A chegada à fase que, para muitos, é considerada a "melhor idade"
pressupõe um envelhecimento com qualidade de vida. Para muitas pessoas
acima dos 60 anos no Brasil, no entanto, o processo é justamente o
inverso, quando se decorrem maus-tratos, abandono e ausência de direitos
considerados fundamentais à pessoa. Nesse contexto, o Ceará desponta
como o Estado nordestino com o maior número de denúncias registradas no
Disque 100, nos seis primeiros meses de 2018. Ao todo, foram 725
ocorrências.
O Estado ficou à frente da Bahia, com 691 casos denunciados no mesmo
período, a segunda maior demanda da região. Quem menos registrou
ocorrências, por sua vez, foi Alagoas, com apenas 136 casos. Foi também
do Ceará que partiu o maior número de denúncias no Nordeste durante todo
o ano de 2017, com 1.765 ocorrências registradas.

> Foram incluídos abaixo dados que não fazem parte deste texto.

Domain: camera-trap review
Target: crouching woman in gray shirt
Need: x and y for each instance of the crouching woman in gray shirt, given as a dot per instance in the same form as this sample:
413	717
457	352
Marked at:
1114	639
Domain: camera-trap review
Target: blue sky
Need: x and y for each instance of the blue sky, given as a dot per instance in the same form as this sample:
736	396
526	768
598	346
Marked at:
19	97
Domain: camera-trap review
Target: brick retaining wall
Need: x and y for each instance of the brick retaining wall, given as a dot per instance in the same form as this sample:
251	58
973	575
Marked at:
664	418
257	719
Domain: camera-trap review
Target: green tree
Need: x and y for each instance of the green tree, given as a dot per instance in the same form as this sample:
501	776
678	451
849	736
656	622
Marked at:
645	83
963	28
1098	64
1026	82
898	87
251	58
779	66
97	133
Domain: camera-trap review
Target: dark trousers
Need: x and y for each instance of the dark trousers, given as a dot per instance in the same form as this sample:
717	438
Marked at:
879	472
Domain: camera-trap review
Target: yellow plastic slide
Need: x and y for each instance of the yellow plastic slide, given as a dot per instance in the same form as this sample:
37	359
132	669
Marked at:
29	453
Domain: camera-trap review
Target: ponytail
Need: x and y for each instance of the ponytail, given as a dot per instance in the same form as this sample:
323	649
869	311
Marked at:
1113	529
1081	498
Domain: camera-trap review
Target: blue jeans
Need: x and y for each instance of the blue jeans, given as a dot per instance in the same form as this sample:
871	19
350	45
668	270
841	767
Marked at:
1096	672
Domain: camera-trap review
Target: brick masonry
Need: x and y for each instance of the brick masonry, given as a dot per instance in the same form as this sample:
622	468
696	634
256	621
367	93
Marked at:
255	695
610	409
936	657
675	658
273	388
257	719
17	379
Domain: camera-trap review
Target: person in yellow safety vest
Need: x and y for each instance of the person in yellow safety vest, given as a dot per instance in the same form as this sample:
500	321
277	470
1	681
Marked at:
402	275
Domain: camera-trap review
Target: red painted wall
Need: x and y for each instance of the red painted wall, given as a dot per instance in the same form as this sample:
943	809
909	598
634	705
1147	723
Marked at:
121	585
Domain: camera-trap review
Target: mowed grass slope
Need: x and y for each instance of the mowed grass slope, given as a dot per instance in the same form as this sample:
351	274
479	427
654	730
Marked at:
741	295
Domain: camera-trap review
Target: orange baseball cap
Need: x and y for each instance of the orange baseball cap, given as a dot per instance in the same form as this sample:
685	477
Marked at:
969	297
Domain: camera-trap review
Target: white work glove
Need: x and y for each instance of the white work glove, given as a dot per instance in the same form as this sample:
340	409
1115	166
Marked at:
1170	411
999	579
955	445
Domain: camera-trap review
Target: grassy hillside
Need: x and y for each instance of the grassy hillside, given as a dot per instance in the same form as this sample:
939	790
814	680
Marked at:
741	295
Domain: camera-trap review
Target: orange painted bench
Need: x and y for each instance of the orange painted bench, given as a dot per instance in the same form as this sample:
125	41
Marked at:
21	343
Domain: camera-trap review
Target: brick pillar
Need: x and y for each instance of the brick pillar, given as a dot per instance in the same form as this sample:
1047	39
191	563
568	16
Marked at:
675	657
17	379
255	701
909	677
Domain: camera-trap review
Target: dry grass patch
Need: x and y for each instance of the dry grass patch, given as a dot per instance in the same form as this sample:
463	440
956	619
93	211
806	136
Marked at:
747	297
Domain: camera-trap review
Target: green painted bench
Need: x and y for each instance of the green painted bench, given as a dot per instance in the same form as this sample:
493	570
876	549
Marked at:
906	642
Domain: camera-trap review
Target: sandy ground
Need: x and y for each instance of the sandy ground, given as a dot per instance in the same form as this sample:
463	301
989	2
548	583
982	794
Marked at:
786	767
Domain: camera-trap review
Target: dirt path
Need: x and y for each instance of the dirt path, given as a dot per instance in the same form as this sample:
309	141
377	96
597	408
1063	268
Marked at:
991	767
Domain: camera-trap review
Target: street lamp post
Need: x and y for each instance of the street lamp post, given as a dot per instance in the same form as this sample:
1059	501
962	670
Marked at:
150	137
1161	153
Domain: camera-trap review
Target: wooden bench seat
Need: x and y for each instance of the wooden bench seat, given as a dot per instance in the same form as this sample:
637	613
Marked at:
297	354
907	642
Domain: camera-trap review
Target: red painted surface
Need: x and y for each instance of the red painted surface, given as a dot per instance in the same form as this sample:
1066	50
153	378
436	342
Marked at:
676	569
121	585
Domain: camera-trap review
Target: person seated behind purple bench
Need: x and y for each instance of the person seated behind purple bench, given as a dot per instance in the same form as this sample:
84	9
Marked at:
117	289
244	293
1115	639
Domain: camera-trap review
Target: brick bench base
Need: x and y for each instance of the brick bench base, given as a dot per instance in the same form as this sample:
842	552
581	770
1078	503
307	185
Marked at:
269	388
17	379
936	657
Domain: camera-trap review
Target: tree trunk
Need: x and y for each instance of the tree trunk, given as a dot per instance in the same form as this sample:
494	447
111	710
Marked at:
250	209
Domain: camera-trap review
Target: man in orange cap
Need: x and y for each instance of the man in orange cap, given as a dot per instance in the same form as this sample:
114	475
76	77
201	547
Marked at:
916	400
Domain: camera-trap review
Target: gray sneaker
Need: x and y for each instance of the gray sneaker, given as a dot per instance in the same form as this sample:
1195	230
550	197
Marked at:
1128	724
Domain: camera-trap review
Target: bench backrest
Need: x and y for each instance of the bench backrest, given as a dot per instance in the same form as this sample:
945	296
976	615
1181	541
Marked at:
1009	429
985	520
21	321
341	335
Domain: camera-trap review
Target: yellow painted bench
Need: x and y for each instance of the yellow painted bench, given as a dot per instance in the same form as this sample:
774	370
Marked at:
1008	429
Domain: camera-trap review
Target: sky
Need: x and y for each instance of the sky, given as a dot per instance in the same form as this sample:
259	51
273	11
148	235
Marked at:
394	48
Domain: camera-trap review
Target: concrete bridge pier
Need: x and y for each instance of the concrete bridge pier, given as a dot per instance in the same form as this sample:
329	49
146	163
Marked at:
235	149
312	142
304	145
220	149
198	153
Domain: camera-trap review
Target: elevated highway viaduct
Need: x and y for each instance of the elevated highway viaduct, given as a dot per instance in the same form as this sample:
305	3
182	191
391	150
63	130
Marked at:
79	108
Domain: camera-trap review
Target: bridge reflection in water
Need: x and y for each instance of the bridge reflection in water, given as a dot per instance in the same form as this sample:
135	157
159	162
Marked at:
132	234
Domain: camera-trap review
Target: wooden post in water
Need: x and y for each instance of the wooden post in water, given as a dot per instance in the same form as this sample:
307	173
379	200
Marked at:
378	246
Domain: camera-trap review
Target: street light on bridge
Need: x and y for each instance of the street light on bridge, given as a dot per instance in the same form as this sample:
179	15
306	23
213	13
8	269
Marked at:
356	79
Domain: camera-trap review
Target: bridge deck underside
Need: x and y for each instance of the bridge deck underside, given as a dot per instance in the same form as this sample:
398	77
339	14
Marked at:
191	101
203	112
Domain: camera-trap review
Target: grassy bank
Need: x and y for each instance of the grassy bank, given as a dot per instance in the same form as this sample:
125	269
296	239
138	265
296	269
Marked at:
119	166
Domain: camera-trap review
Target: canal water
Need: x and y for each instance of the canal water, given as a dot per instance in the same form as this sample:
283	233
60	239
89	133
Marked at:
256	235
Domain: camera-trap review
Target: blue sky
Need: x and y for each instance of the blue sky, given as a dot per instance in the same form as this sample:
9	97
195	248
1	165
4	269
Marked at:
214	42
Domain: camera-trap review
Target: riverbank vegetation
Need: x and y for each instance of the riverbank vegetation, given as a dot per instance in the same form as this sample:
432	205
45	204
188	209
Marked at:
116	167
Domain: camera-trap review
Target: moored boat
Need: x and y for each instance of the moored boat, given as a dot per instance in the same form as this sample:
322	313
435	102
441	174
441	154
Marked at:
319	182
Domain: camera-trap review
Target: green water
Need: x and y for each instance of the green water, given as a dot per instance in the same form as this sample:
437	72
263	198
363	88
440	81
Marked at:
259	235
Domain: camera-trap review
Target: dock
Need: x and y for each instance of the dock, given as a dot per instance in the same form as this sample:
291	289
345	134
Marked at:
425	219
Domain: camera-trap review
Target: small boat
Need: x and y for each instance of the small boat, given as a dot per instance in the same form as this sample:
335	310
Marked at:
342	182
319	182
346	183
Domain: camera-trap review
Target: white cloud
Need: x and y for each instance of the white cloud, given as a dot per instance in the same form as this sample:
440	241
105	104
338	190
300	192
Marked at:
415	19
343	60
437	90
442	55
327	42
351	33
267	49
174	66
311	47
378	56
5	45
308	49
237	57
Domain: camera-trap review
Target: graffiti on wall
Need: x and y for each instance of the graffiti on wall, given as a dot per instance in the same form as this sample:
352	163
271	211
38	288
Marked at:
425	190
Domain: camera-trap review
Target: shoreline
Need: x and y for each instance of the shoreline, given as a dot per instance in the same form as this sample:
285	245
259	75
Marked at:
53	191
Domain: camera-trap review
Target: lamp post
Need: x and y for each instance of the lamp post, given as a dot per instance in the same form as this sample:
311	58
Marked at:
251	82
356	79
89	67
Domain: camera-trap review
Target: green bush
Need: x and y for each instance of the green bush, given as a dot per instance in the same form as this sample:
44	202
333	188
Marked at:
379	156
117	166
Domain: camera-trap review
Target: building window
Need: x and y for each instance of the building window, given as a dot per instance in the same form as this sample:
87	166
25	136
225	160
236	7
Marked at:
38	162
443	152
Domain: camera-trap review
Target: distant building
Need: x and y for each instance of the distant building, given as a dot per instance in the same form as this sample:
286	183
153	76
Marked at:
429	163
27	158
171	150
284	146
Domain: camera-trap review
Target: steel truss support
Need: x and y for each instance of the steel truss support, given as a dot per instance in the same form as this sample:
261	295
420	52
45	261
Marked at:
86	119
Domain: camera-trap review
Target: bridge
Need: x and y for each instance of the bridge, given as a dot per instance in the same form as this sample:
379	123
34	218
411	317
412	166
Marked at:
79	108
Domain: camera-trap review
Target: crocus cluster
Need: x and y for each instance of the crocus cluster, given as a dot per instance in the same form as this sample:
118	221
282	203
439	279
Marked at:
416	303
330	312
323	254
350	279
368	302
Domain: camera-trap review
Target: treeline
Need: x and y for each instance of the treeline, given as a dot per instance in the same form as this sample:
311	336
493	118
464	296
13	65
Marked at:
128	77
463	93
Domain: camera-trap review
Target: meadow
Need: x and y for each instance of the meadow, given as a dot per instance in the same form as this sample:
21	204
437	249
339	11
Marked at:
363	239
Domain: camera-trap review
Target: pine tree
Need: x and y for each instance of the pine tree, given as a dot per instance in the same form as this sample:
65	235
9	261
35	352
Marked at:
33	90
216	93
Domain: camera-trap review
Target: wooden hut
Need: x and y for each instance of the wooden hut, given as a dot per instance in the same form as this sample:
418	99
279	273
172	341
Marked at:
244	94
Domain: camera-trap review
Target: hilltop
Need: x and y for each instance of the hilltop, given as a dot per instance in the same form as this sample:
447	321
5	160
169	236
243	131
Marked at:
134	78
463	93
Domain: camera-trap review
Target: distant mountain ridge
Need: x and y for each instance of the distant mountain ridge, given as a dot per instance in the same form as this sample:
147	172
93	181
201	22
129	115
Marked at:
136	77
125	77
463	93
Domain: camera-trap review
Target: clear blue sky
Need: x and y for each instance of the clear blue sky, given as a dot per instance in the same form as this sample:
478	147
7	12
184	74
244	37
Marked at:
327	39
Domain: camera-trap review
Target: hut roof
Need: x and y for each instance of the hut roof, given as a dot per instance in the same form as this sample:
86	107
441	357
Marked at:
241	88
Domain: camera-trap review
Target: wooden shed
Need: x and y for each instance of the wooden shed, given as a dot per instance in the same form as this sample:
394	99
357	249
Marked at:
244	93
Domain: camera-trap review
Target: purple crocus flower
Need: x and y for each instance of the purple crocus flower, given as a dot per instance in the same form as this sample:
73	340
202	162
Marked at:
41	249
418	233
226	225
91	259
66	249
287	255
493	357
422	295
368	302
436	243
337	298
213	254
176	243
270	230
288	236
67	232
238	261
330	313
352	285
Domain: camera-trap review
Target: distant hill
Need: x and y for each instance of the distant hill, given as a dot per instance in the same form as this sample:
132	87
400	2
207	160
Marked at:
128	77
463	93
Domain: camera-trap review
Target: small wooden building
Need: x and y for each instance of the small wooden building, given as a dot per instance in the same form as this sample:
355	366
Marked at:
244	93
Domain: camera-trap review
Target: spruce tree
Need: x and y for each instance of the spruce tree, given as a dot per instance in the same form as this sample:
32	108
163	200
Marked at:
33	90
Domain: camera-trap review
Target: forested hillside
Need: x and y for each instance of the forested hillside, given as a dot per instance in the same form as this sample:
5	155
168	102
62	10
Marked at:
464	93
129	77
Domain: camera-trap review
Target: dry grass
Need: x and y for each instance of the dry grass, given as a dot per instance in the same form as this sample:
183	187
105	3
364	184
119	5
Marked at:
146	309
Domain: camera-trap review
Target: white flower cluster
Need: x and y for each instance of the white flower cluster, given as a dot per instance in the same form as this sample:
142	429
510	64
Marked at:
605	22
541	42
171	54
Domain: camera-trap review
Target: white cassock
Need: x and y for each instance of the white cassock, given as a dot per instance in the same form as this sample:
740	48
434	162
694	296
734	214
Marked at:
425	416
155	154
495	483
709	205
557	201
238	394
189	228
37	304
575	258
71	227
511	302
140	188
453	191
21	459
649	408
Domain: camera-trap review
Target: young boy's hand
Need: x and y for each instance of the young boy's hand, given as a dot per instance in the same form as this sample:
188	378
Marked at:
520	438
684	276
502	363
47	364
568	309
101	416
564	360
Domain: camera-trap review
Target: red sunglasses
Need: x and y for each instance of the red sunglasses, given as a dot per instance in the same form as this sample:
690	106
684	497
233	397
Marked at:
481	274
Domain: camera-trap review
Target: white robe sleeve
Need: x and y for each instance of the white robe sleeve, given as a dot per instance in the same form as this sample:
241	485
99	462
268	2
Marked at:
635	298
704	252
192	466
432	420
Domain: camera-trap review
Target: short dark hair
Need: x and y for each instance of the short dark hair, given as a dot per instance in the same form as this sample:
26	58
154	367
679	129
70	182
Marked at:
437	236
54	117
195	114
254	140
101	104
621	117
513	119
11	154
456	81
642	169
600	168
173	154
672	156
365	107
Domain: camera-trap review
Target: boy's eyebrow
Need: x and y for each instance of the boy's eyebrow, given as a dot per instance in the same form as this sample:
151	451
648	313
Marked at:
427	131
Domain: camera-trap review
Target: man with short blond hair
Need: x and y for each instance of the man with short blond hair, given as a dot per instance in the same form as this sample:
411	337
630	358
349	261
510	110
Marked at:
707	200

As 725 denúncias realizadas até junho de 2018 resultaram, conforme dados
coletados através do canal de denúncias do Ministério da Mulher, da
Família e dos Direitos Humanos, em 3.065 casos de violência contra a
pessoa idosa. Desses casos, a negligência lidera os registros no Ceará,
com 1.538 ocorrências, o equivalente a 50% do total. Em seguida, aparece
a violência psicológica, com 800 casos, seguido do abuso financeiro,
com 446 denúncias, e da violência física, com 281 registros. Os casos de
negligência também foram a maioria demandada ao Disque 100 durante todo
o ano de 2017, com 3.926 denúncias, quase 49% do total registrado.
Sinais
Como uma realidade ainda a ser combatida no País, saber identificar os
casos de violência contra a pessoa idosa se mostra essencial. A quebra
dos vínculos sociais é apontada pelo Conselho Estadual dos Direitos do
Idoso no Ceará (Cedi) como a primeira manifestação na maioria das
ocorrências. "Se eventualmente você percebe um idoso que tem uma mudança
brusca de comportamento, perde os vínculos com amigos, com a sociedade,
os grupos que faz parte, pode ser a primeira manifestação que algo está
acontecendo", esclarece Raphael Castelo Branco, presidente do Cedi,
também presidente da Comissão dos Direitos da Pessoa Idosa da Ordem dos
Advogados do Brasil Secção Ceará (OAB-CE).
Segundo acrescenta, sinais relacionados à autonomia, como o medo do
idoso de sair de casa ou o receio de exprimir uma vontade, assim como
marcas de agressão no corpo, também são evidências que apontam situações
de violência. Casos específicos de negligência, ressalta, são
caracterizados na exposição do idoso a uma grande situação de
vulnerabilidade. "Por exemplo, a falta de cuidado com a higiene, a não
observação de vacinas, a ausência de qualquer tipo de cuidado com a
alimentação", afirma.
Obstáculos
Um dos obstáculos enfrentados pela rede de proteção é a subnotificação
das denúncias, ainda segundo explica o presidente do Cedi, uma vez que
os casos são, geralmente, cometidos por pessoas de proximidade direta
com o idoso.
"A vítima nega a existência da violência porque não quer denunciar o
próprio filho, o próprio neto. O segundo desafio é a questão do trabalho
em rede. Muito embora a gente tenha avançado com os conselhos, o
Ministério Público, e a própria Delegacia de Proteção ao Idoso e Pessoa
com Deficiência (DPIPD), a gente acha que esse trabalho ainda precisa
ser melhorado. Muitas vezes, na mesma denúncia, você tem dois, três
órgãos atuando ao mesmo tempo, e cada um com suas particularidades",
comenta.
Outro ponto destacado é a falta de informação, seja da parte do idoso
como da sociedade no geral, que ainda desconhece direitos e formas de
violência. "Principalmente, quando a gente fala de outro tipo de
violência, que é a financeira/patrimonial - que no interior do Estado
tem crescido muito - principalmente com a questão de empréstimos
consignados", diz Raphael.
A reportagem demandou a Secretaria da Proteção Social, Justiça,
Cidadania, Mulheres e Direitos Humanos (SPS) sobre ações, equipamentos e
investimentos para atender pessoas idosas em situação de violência mas,
até o fechamento deste edição, não teve retorno.